Knowledge Graph Representation PyTorch

Introduction

We provide code for several knowledge graph representation algorithms here, including TransE, TransH, TransR, and TransD.

Every algorithm has two programs. The program name without "Bernoulli" generates negative samples by corrupting head and tail entities with equal probabilities, otherwise, it generates negative samples by corrupting head and tail entities according to Bernoulli Distribution (See Knowledge Graph Embedding by Translating on Hyperplanes).

Code Structure

utils.py contains basic Triple class, its comparison, and other basic computations. It also contains the code for computing head-tail proportion for each relation, classifying relations into 1-1, 1-N, N-1 and N-N, and dividing triples according to them.

data.py contains various ways to generate negative triples and get a batch of training samples and its corresponding negative samples.

model.py contains our four models used in knowledge graph representation.

projection.py contains the projection functions used in TransH, TransR, and TransD.

loss.py contains the loss functions used in our algorithms, of which the most important is margin loss and orthogonal loss.

evaluation.py is evaluating the model in two metrics: meanrank and hits@10. We use multi-processing to speed up computation.

Usage

Our programs are all written in Python 3.6, using PyTorch as deep learning architecture. So, please install Python and PyTorch first to run our programs.

We also use hyperboard to display training and validation curve in real time. Users who are interested in hyperboard, please refer to https://github.com/WarBean/hyperboard.

Usage: python xxx.py [parameters]

Possible parameters includes:

-d [str]: Which dataset to use? Possible selections are FB13, FB15k, WN11, WN18.

-l [float]: Initial learning rate. Suitable for TransE and TransH. Default 0.001.

-l1 [float]: Learning rate for the first phase. Suitable for TransR and TransD. Default 0.001.

-l2 [float]: Initial learning rate for the second phase, if -es set to > 0. Suitable for TransR and TransD. Default 0.0005.

-es [int]: Number of times for decrease of learning rate. If set to 0, no learning rate decrease will occur. Default 0.

-L [int]: If set to 1, it will use L1 as dissimilarity, otherwise L2. Default 1.

-em [int]: Embedding size of entities and relations. Default 100.

-nb [int]: How many batches to train in one epoch. Default 100.

-n [int]: Maximum number of epochs to train. Default 1,000.

-m [float]: Margin of margin loss. Default 1.0.

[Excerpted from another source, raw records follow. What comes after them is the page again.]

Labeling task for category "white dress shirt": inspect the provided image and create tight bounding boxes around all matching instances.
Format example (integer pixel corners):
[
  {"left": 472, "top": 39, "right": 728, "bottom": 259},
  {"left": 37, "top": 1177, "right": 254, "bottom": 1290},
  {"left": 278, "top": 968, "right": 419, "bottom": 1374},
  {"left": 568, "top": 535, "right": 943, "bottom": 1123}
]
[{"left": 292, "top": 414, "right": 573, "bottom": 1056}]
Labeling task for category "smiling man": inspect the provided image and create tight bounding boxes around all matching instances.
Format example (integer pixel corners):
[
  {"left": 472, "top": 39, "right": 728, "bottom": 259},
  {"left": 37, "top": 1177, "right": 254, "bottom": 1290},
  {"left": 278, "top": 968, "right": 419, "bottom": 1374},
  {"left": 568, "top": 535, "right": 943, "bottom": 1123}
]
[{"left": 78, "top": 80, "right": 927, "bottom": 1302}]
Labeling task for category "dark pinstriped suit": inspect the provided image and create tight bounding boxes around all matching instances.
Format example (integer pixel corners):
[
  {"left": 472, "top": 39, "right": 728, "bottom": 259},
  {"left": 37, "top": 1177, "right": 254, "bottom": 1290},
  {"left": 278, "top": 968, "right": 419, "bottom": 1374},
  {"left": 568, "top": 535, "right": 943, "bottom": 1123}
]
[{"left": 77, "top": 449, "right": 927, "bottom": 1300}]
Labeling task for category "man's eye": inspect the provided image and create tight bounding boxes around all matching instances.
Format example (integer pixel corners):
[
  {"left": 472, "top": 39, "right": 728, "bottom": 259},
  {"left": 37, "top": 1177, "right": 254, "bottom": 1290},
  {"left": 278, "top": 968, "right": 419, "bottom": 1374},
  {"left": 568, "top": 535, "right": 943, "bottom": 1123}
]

-f [int]: Whether to filter false negative triples in training, validating and testing. If set to 1, they will be filtered. Default 1.

-mo [float]: Momentum of optimizers. Default 0.9.

-s [int]: Fix the random seed, except for 0, which means no random seed is fixed. Default 0.

-op [int]: Which optimizer to choose. If set to 0, Stochastic Gradient Descent (SGD) will be used. If set to 1, Adam will be used. Default 1.

-p [int]: Port number used by hyperboard. Default 5000.

-np [int]: Number of processes when evaluating. Default 4.

Evaluation result on the test set will be written into ./result/[dataset].txt, such as ./result/FB15k.txt. It consists of Hits@10 and MeanRank on the whole test set, as well as Hits@10 and MeanRank on 1-1, 1-N, N-1, N-N subsets, when predicting head and tail, respectively.